Manning’s crime is that she leaked information of public interest about the misconduct of US public officials. Much of this information was in fact classified, but none of it received the highest classified, Top Secret. The information made public by Manning has been cited by a wide number of journalists, academics, and other specialists. According to the US military, not a single individual has died as a result of Manning making this information public. While the harm of this leak has been minimal, if not nonexistent, the good that it has done in making the public more informed has been invaluable.

This result is consistent with Manning’s own intentions. During her trial, Manning apologized for any harm caused by her actions, explaining her intention was to help, not hurt people. Manning’s decision to make the information in question public was motivated by her having witnessed a number of war crimes and atrocities. She believed that the American people had a right to know about the actions being undertaken in their name and that this knowledge would help to inform a robust democratic debate about US foreign policy. Given the degree to which scholars and journalists have relied on the information provided by Manning, her estimation of the public interest in the released information was correct.

Yet, Manning has served more time in prison than anyone in the history of the United States for giving information to media. The conditions of her confinement have been quite horrendous. As mentioned earlier, she served nearly a year of pretrial detention, much of it in solitary confinement. UN Special Rapporteur Juan Mendez found that these conditions constituted cruel, degrading, and inhuman treatment. Due to the United States refusal to grant Mendez access to Manning he was unable to make a definitive determination if Manning’s treatment constituted tortured under international law.

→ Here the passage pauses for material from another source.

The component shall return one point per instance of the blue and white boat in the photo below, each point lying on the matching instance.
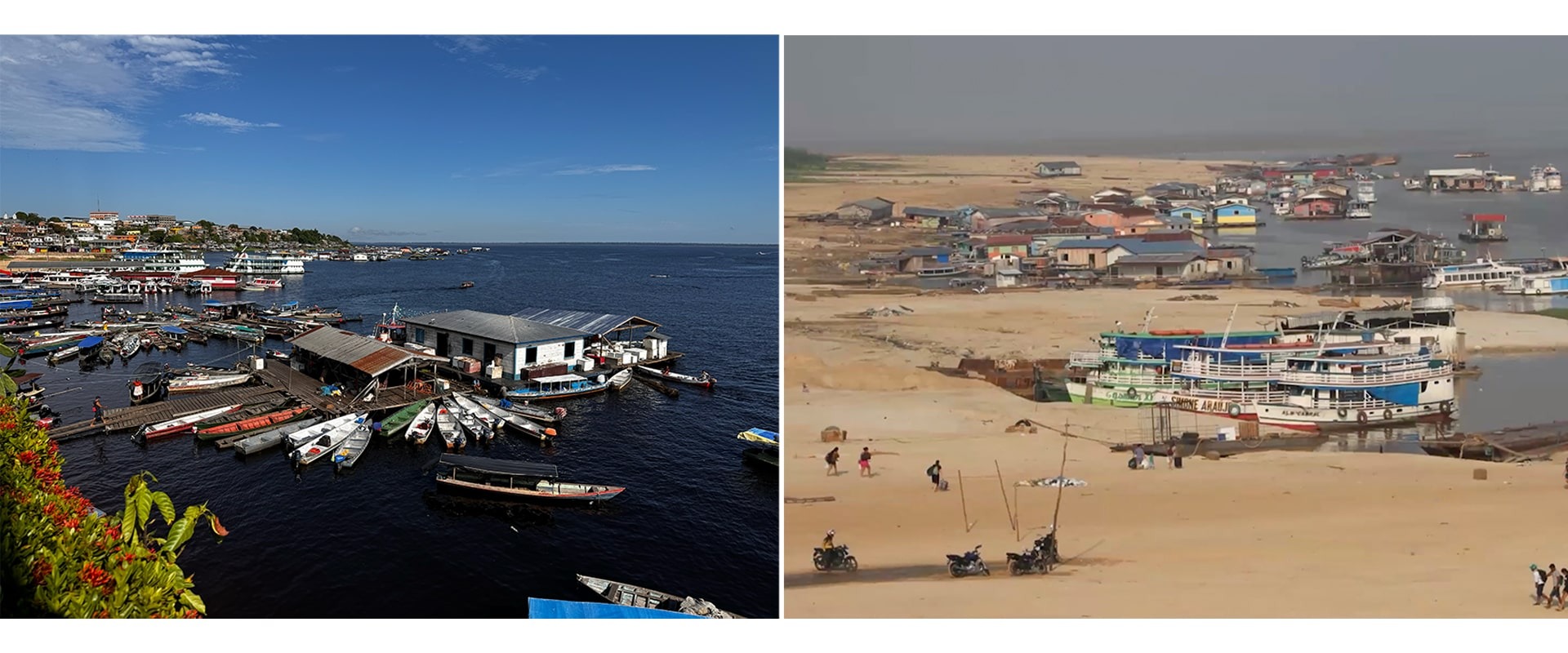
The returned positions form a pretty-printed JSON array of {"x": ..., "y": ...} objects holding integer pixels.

Manning’s torture did not end there. Manning is a trans woman who is being held in an all-male prison. She has been subjected to bizarre disciplinary infractions, such as committing “medical misuse” by having expired toothpaste or “conduct which threatens” for having attempted to take her own life. As a result of the second incident, she was sentenced to 14 days in solitary confinement, an illogical and Kafkaesque sentence given that solitary confinement is known to cause severe mental and emotion distress and provoke self-harm. Following this cruel and unusual punishment, Manning once again made an attempt to take her own life while being held in solitary confinement.

No human being deserves to be subjected to the treatment outlined above. Even if one was to entirely overlook this cruel, degrading, and inhuman treatment, Manning’s punishment is still unjustly disproportionate to her crime. She has been sentenced to serve 35 years in prison, the longest sentence ever for giving information to the media. She has also already served seven years of this sentence, which is itself the longest that anyone has ever been incarcerated for giving information to the media. Given the disproportionate nature of her sentence, the treatment she has been subjected to since being incarcerated, the lack of harm stemming from her actions, and the public good that came of them commuting her sentence to time served.

I strongly urge you to commute Chelsea Manning’s sentence, as it is in the interest of justice for you to do so.